Jésus dit que tout ce qu’il fera ne sera rien d’autre que l’accomplissement d’une promesse que le Père a faite à travers les prophètes. Jésus n’accomplit pas d’abord son œuvre, mais il est venu pour réaliser l’œuvre du Père. La manière avec laquelle Jésus apporte le Règne de Dieu ne peut être autre chose que celle de l’obéissance. 

S’il en avait été autrement, Jésus aurait alors pu prêter l’oreille aux suggestions du diable dans le désert. Il lui suggérait en effet une autre manière de réaliser le Règne, une manière qui n’était ni celle du Père, ni celle racontée par les Écritures elles-mêmes. Jésus la refuse et prend ses distances, car sa manière de faire est déjà écrite, et il la reçoit. 
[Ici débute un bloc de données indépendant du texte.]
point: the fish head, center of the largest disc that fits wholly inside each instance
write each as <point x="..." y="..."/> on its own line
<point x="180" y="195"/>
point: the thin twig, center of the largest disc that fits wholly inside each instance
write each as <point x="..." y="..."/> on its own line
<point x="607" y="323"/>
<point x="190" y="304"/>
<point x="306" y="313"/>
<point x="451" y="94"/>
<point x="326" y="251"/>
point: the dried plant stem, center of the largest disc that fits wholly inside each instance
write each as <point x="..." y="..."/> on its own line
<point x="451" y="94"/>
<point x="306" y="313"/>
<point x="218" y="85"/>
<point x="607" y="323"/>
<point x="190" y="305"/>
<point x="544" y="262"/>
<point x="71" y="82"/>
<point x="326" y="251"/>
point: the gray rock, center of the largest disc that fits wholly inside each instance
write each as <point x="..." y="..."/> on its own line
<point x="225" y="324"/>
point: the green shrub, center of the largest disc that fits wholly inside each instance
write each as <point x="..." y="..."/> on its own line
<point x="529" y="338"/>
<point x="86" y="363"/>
Cette Parole n’est plus destinée à rester une simple promesse, une promesse inaccomplie : aujourd’hui s’ouvre un temps dans lequel cette promesse est accomplie. 

Une considération quant à l’expression « aujourd’hui ». 

Cette annonce est faite aujourd’hui. Elle n’est pas une mémoire du passé. Jésus annonce aujourd’hui aux pauvres, à ceux d’aujourd’hui et non à ceux du passé. 

Notre Dieu n’est pas seulement un Dieu de la mémoire, un Dieu qui a fait des grandes choses dans le passé et que nous nous contenterions de rappeler. Il n’est pas non plus un Dieu dont nous attendrions la venue dans un futur indéfini, ou que nous ne rencontrerions et verrions seulement après notre mort, dans la vie de l’au-delà. 

Aujourd’hui l’Esprit conduit Jésus à nous. Rien n’est plus éloigné de l’esprit de l’Evangile que 

Ce renvoi continuel à hier et surtout à demain. L’Evangile vit dans l’aujourd’hui. Et c’est bien dans l’aujourd’hui un peu gris, modeste, parfois opaque, mais mien, que se trouve la demeure de Dieu. 

Notre Dieu vit dans l’aujourd’hui. Ce n’est qu’avec cette conscience forte que nous pourrons être en mesure de vivre notre histoire quotidienne sans aliénation. 

Nous ne devons donc pas perdre le sens des choses que nous avons dans les mains. Aujourd’hui l’Esprit nous redonne une vue nouvelle, pour voir et aimer le monde avec un cœur nouveau.